Una negativa a abortar terminó en los tribunales: el conflicto entre una gestante y los padres del bebé

Una disputa surgida durante un embarazo por gestación subrogada terminó en los tribunales de Estados Unidos después de que una mujer se negara a abortar al bebé que llevaba en su vientre, pese a que los padres habían solicitado la interrupción tras conocer un diagnóstico cardíaco grave.
McKenna West, una enfermera de 28 años residente en Alaska, había sido contratada como gestante subrogada por Nausheen Gilkar y Omar Ahmed, una pareja de California. El conflicto comenzó alrededor de la semana 20 de embarazo, cuando los médicos detectaron que el bebé padecía síndrome hipoplásico del corazón izquierdo, una enfermedad en la que el lado izquierdo del corazón presenta un desarrollo insuficiente.
Según West, la pareja le pidió que abortara después de conocer el diagnóstico. La mujer se negó y decidió continuar con el embarazo por razones personales. A partir de entonces, la relación entre las partes se deterioró y comenzó una disputa legal que continúa hasta el momento.
La pareja presentó una demanda en la que reclama más de 100.000 dólares por presunto incumplimiento del acuerdo de gestación subrogada, además de daños y perjuicios. Gilkar y Ahmed sostienen que el contrato contemplaba la posibilidad de interrumpir el embarazo ante determinadas complicaciones médicas graves y aseguran que la decisión de West les provocó importantes consecuencias emocionales y económicas.
La gestante rechaza esas acusaciones y solicitó que la demanda sea desestimada. Su defensa sostiene que no incumplió el acuerdo y plantea, además, cuestiones relacionadas con la custodia y la condición legal de madre, debido a que fue ella quien llevó adelante el embarazo y dio a luz.
Ante el avance del conflicto, West viajó a Texas. Allí, el fiscal general consiguió una orden judicial destinada a garantizar que el recién nacido recibiera la atención médica necesaria después del parto.
El niño nació el 12 de agosto en un hospital de Texas y ya fue sometido con éxito a una compleja intervención cardíaca. Según la información difundida sobre el caso, se trata de la primera de tres operaciones previstas para tratar su enfermedad.

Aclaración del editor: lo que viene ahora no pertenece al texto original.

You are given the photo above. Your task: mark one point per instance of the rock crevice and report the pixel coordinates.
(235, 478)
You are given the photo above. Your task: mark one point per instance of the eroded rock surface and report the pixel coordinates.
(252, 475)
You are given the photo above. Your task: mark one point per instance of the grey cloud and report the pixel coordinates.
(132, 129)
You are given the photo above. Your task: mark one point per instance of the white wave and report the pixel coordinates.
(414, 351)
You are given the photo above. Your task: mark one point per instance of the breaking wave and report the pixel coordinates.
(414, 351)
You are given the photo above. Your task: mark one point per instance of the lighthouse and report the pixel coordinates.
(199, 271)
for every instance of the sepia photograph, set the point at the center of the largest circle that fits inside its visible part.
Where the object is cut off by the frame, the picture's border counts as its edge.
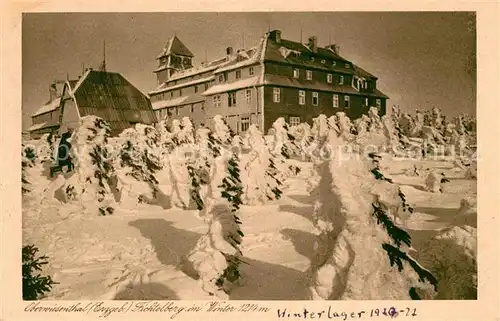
(249, 156)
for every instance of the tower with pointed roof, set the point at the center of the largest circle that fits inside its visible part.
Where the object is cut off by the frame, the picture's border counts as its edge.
(174, 57)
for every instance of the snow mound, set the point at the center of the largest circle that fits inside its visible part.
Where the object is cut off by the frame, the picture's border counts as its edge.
(452, 258)
(433, 183)
(90, 182)
(344, 264)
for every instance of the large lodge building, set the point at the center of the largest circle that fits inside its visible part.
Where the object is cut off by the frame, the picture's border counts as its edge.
(277, 78)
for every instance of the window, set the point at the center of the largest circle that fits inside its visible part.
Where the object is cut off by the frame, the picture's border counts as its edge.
(302, 97)
(294, 121)
(276, 95)
(315, 99)
(335, 101)
(248, 95)
(216, 100)
(346, 101)
(231, 99)
(244, 123)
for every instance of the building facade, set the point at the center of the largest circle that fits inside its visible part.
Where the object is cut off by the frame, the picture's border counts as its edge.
(46, 119)
(276, 78)
(107, 95)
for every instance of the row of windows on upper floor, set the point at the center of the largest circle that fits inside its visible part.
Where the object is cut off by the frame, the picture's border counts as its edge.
(232, 98)
(224, 77)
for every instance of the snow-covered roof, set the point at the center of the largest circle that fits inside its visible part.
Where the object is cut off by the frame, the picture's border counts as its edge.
(197, 70)
(163, 87)
(175, 46)
(243, 83)
(80, 81)
(48, 107)
(160, 68)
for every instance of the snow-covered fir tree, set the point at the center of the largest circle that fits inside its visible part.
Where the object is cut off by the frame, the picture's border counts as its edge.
(347, 224)
(89, 184)
(138, 161)
(28, 160)
(258, 170)
(283, 146)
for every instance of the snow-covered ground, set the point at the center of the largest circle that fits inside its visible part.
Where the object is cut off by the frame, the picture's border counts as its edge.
(140, 253)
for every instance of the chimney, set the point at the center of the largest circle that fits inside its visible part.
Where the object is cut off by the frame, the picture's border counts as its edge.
(275, 36)
(53, 91)
(312, 43)
(335, 48)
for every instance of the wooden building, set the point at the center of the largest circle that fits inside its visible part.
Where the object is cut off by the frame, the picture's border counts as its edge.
(100, 93)
(276, 78)
(46, 119)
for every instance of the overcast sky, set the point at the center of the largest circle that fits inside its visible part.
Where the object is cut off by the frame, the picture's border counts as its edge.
(421, 59)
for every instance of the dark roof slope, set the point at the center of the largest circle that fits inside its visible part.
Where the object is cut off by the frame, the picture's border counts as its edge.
(176, 47)
(362, 73)
(296, 53)
(113, 98)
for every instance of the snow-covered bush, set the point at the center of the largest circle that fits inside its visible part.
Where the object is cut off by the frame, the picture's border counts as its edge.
(452, 257)
(216, 256)
(471, 171)
(35, 284)
(258, 170)
(350, 206)
(138, 161)
(28, 159)
(433, 183)
(89, 184)
(345, 126)
(182, 132)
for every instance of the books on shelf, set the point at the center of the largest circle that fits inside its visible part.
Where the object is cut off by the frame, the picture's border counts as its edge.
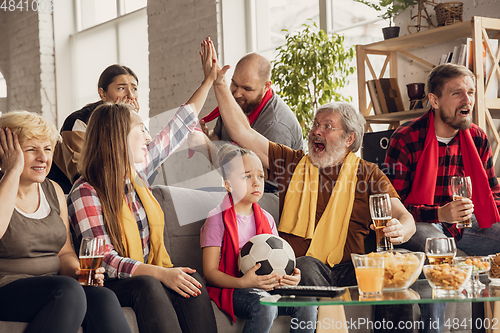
(385, 95)
(372, 90)
(464, 55)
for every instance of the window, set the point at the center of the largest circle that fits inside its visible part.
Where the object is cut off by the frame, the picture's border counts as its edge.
(103, 32)
(357, 22)
(93, 12)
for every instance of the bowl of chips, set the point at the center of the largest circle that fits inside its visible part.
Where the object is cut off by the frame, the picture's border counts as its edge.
(401, 268)
(494, 273)
(446, 277)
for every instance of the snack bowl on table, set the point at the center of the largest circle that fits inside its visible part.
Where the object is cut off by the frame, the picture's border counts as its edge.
(448, 279)
(401, 268)
(479, 265)
(494, 273)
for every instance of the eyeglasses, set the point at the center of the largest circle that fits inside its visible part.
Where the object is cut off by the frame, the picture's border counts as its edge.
(327, 128)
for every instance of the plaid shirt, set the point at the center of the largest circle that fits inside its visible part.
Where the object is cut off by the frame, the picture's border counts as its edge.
(406, 146)
(84, 206)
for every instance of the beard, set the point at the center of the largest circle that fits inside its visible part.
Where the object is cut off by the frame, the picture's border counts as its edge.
(334, 153)
(249, 106)
(456, 121)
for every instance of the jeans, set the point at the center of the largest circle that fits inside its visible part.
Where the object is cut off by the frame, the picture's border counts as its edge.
(159, 309)
(260, 318)
(59, 304)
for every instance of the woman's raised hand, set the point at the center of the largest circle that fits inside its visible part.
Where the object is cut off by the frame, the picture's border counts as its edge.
(208, 59)
(211, 68)
(11, 154)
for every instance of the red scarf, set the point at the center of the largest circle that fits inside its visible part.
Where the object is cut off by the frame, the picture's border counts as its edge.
(252, 117)
(223, 297)
(424, 184)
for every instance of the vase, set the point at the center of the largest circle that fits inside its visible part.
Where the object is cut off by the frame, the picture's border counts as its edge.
(390, 32)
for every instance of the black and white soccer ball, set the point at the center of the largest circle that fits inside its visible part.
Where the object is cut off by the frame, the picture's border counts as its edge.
(273, 253)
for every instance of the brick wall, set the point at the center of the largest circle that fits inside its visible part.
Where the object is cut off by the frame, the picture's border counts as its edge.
(27, 61)
(176, 28)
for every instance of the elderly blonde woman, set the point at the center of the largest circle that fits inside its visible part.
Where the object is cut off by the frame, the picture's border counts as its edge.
(38, 264)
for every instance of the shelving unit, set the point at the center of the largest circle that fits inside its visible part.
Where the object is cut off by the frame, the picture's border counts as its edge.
(477, 28)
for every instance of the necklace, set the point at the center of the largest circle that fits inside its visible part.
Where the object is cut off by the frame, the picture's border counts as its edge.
(130, 190)
(27, 203)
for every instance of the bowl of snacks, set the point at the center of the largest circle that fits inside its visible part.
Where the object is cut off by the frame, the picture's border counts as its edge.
(494, 273)
(401, 268)
(479, 265)
(448, 278)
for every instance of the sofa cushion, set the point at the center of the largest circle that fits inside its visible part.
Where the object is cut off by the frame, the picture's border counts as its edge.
(185, 212)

Mientras el bebé permanece bajo atención médica, los padres obtuvieron una orden de restricción temporal que impide a West presentarse como madre, tutora o responsable de las decisiones médicas del niño, además de limitar cualquier reclamo sobre su custodia.
La defensa de West sostiene, en cambio, que el hecho de haber dado a luz en Texas podría otorgarle derechos como madre legal, lo que abre otra disputa jurídica sobre la custodia y las responsabilidades parentales.
El conflicto también alcanzó cuestiones aparentemente menores, como el nombre del bebé. West se refiere al niño como Gabriel para preservar su privacidad, mientras que los padres utilizan el nombre Rumi. La controversia forma parte de una disputa más amplia sobre los derechos y obligaciones de cada una de las partes.
El caso vuelve a poner sobre la mesa los complejos dilemas que plantea la gestación subrogada. Los contratos pueden establecer determinadas obligaciones y contemplar decisiones ante complicaciones médicas, pero esas disposiciones se enfrentan con cuestiones como la autonomía corporal de la gestante, los derechos de los padres y las decisiones relacionadas con la salud y la vida del bebé.
También plantea interrogantes sobre los límites de los acuerdos de subrogación cuando las personas involucradas mantienen posiciones radicalmente diferentes frente a un diagnóstico prenatal. En este caso, la decisión de continuar con el embarazo terminó dando lugar a una disputa económica y judicial que ahora involucra a abogados, tribunales y autoridades estatales.
La situación adquiere una particular complejidad porque el bebé, cuya continuidad del embarazo había sido cuestionada por los padres tras conocerse su enfermedad, finalmente nació y comenzó su tratamiento médico. Mientras los padres permanecen a cargo del niño, la mujer que llevó adelante el embarazo enfrenta una demanda y una batalla legal por las consecuencias de haber decidido continuar con la gestación.